I have learned with gratification of the noble and effective work being done by American citizens and officials on behalf of my stricken people. I confidently hope that their efforts will receive the ungrudging support which we have learned to expect from the generous womanhood of America.
We mothers of Belgium no less than the mothers of America have for generations instilled in our children the instincts and the love of peace. We asked no greater boon than to live in peace and friendship with all the world. We have provoked no war, yet in defense of our hearthstones our country has been laid waste from end to end.
The flow of commerce has ceased and my people are faced with famine. The terrors of starvation with the consequences of disease and violence menace the unoffending civilian population- the aged, the infirm, the women and the children.
American officials and citizens in Belgium and England, alive to their country's traditions, have created an organization under the protection of their Government and are already sending food to my people.

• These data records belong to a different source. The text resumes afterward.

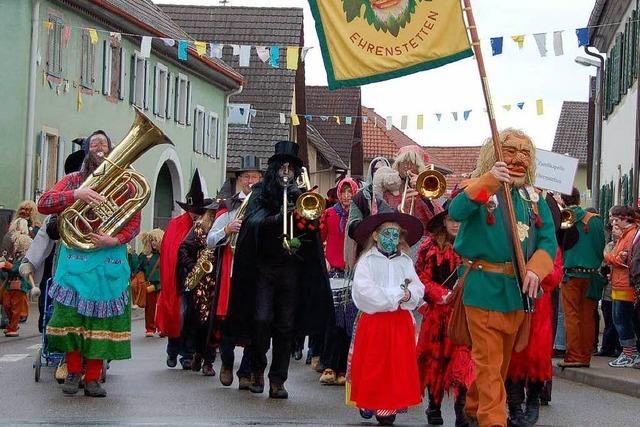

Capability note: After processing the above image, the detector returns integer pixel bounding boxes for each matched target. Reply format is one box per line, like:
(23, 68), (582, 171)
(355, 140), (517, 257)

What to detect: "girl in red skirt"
(416, 195), (475, 427)
(349, 212), (424, 425)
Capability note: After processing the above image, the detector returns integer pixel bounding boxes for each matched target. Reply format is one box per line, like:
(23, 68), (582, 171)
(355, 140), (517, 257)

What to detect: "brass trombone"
(282, 167), (327, 252)
(399, 165), (447, 215)
(560, 209), (576, 230)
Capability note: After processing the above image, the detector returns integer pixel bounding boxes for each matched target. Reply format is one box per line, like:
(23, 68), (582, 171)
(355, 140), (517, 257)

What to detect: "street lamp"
(575, 55), (602, 209)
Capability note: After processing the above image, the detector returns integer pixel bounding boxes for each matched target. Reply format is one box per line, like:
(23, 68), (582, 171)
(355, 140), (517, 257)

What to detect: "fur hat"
(373, 166), (402, 196)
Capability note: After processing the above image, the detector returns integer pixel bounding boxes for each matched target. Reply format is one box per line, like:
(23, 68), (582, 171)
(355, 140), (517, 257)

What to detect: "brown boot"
(220, 365), (233, 387)
(269, 383), (289, 399)
(249, 372), (264, 393)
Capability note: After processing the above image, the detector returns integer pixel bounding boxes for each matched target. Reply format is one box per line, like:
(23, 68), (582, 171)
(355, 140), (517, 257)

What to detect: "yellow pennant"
(309, 0), (473, 89)
(89, 28), (98, 44)
(511, 34), (524, 49)
(287, 46), (300, 70)
(194, 42), (207, 56)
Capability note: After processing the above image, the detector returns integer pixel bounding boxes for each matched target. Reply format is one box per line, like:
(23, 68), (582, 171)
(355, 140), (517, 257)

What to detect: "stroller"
(33, 278), (109, 384)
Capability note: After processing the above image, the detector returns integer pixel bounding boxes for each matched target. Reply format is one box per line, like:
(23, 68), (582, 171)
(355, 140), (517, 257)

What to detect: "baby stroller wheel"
(360, 409), (373, 420)
(33, 348), (42, 382)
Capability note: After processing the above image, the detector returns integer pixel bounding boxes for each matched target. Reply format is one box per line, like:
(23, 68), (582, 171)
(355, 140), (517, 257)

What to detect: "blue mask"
(378, 227), (400, 255)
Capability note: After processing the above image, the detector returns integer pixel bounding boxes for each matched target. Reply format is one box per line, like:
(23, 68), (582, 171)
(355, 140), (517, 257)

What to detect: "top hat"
(64, 138), (85, 174)
(176, 169), (214, 215)
(234, 154), (262, 176)
(268, 141), (302, 168)
(354, 210), (424, 247)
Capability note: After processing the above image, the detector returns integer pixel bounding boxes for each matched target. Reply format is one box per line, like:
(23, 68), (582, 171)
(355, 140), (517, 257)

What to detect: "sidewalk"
(553, 357), (640, 397)
(0, 302), (144, 345)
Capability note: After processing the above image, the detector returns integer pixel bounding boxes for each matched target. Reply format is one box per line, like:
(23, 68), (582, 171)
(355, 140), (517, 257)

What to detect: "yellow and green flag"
(309, 0), (473, 89)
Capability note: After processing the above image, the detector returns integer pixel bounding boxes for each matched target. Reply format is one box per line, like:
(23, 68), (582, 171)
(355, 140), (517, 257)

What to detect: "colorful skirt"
(348, 310), (422, 411)
(47, 302), (131, 360)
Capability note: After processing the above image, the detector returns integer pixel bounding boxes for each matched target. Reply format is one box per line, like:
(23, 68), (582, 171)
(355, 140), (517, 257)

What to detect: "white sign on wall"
(535, 148), (578, 194)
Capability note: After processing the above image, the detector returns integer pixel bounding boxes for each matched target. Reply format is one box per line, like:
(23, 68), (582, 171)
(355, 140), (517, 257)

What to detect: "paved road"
(0, 321), (640, 427)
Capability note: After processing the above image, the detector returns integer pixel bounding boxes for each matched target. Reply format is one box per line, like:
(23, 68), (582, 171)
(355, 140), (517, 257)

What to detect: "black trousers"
(600, 300), (621, 354)
(251, 264), (302, 384)
(322, 325), (351, 374)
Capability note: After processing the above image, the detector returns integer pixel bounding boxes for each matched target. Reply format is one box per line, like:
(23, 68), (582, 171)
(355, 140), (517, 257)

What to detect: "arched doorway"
(153, 162), (174, 230)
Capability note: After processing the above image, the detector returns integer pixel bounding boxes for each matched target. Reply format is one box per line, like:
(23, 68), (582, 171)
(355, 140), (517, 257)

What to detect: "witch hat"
(176, 169), (213, 215)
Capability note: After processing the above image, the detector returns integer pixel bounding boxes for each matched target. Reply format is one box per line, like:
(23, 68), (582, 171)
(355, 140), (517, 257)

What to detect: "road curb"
(553, 366), (640, 397)
(0, 311), (144, 346)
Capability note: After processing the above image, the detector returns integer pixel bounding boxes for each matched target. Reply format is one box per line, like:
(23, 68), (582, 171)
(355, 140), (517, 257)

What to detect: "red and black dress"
(416, 237), (475, 406)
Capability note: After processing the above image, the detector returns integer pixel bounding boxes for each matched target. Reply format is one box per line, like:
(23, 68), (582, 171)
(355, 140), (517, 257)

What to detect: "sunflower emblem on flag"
(342, 0), (431, 37)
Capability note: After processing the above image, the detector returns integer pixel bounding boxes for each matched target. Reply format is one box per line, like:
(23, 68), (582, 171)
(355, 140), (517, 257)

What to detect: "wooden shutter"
(186, 81), (193, 126)
(118, 47), (127, 101)
(143, 59), (149, 110)
(102, 40), (111, 96)
(129, 54), (138, 105)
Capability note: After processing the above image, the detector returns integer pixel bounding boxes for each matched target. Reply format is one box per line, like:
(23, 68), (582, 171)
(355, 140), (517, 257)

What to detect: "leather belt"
(462, 258), (516, 276)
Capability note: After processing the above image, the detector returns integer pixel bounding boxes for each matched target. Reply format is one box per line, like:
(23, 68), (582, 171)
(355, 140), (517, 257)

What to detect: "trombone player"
(38, 130), (140, 397)
(207, 154), (262, 390)
(225, 141), (333, 399)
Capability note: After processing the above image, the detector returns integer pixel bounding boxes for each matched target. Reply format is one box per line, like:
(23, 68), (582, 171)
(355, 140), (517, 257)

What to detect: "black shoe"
(249, 373), (264, 393)
(62, 374), (82, 395)
(269, 384), (289, 399)
(376, 414), (396, 426)
(425, 402), (444, 426)
(191, 354), (202, 372)
(84, 381), (107, 397)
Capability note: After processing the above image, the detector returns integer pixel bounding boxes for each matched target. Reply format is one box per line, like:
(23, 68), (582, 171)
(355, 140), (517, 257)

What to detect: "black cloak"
(224, 182), (334, 345)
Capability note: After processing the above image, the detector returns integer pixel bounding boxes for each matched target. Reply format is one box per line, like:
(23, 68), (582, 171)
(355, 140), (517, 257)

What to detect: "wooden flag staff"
(463, 0), (533, 312)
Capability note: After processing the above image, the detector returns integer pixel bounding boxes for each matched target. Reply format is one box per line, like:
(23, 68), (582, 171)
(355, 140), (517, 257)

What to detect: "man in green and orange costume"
(449, 129), (557, 426)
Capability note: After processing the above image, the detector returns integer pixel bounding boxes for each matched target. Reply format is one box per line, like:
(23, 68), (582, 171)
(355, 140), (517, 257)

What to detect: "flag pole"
(463, 0), (542, 311)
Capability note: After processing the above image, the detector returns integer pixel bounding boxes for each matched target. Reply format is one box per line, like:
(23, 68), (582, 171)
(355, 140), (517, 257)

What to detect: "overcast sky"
(154, 0), (595, 149)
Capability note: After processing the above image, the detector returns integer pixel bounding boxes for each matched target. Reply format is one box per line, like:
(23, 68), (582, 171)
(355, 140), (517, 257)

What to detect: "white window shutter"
(102, 40), (111, 96)
(56, 137), (67, 179)
(153, 65), (160, 115)
(118, 47), (127, 100)
(143, 59), (149, 110)
(129, 54), (138, 105)
(166, 72), (173, 119)
(187, 81), (193, 126)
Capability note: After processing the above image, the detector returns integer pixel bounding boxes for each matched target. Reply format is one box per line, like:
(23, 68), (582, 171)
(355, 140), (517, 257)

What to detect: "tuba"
(58, 108), (173, 250)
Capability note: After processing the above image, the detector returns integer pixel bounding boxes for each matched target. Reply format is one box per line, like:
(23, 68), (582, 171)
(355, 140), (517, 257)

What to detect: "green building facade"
(0, 0), (242, 234)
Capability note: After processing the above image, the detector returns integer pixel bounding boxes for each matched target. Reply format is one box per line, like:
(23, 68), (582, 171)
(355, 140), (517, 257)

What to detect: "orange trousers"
(465, 306), (525, 427)
(562, 277), (597, 365)
(2, 289), (26, 332)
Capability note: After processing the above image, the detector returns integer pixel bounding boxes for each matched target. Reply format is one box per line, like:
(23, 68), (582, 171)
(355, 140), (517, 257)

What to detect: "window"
(80, 30), (96, 89)
(153, 64), (169, 117)
(193, 105), (207, 154)
(174, 74), (191, 125)
(36, 128), (64, 194)
(129, 53), (149, 110)
(210, 111), (220, 159)
(47, 13), (62, 77)
(102, 38), (125, 99)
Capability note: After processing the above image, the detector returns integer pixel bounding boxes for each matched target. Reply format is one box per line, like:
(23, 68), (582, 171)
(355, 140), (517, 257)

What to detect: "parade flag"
(511, 34), (524, 49)
(491, 37), (504, 56)
(553, 31), (564, 56)
(576, 28), (589, 47)
(533, 33), (547, 57)
(309, 0), (473, 89)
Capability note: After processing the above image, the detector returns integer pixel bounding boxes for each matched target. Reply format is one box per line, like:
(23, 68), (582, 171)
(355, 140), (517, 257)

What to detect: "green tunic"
(563, 206), (606, 299)
(449, 182), (557, 312)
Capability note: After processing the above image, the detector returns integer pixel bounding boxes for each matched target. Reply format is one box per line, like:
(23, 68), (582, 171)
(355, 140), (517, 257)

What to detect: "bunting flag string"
(228, 98), (544, 130)
(41, 16), (638, 71)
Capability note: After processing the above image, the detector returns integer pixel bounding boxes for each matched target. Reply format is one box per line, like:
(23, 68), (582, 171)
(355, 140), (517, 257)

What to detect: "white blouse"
(352, 247), (424, 314)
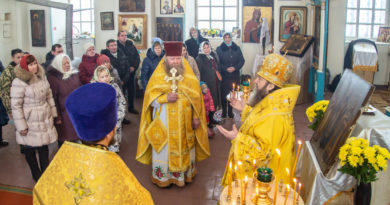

I hope that they may receive the fullest sympathy and aid from every side.
I need not say that I and my people shall always hold in grateful remembrance the proven friendship of America in this hour of need. (Hugh Gibson, Diplomatic Diary, 1917, p. 303)

Thursday, August 2, 2012

As We Forgive

Young American filmmaker Laura Waters Hinson discusses her award-winning documentary about genocide and redemption in the former Belgian mandate of Rwanda with Dr. Marvin Olasky of Patrick Henry College. Readers may remember the compassionate interest in the victims of the holocaust shown by Princess Lilian of Belgium.

Bride of the Snows

Kronprinzessin Astrid von Belgien als Braut, Crown Princess of Belgium as bride
Footage of Prince Leopold's marriage to Astrid of Sweden in 1926, including scenes of celebration from Stockholm, Antwerp and Brussels. I always think of the great contrast between the joy and splendor of the future King's first marriage and the rather grim, furtive circumstances of his second, fifteen years later, to Lilian Baels. Had Leopold and Lilian been able to marry in peacetime, amidst public festivities, perhaps the beauty and cheerfulness of the occasion would have diffused some of the suspicion and disapproval of a commoner becoming the widowed monarch's consort. Of course, the new couple would also have avoided the charge of valuing their own happiness more than that of their suffering people.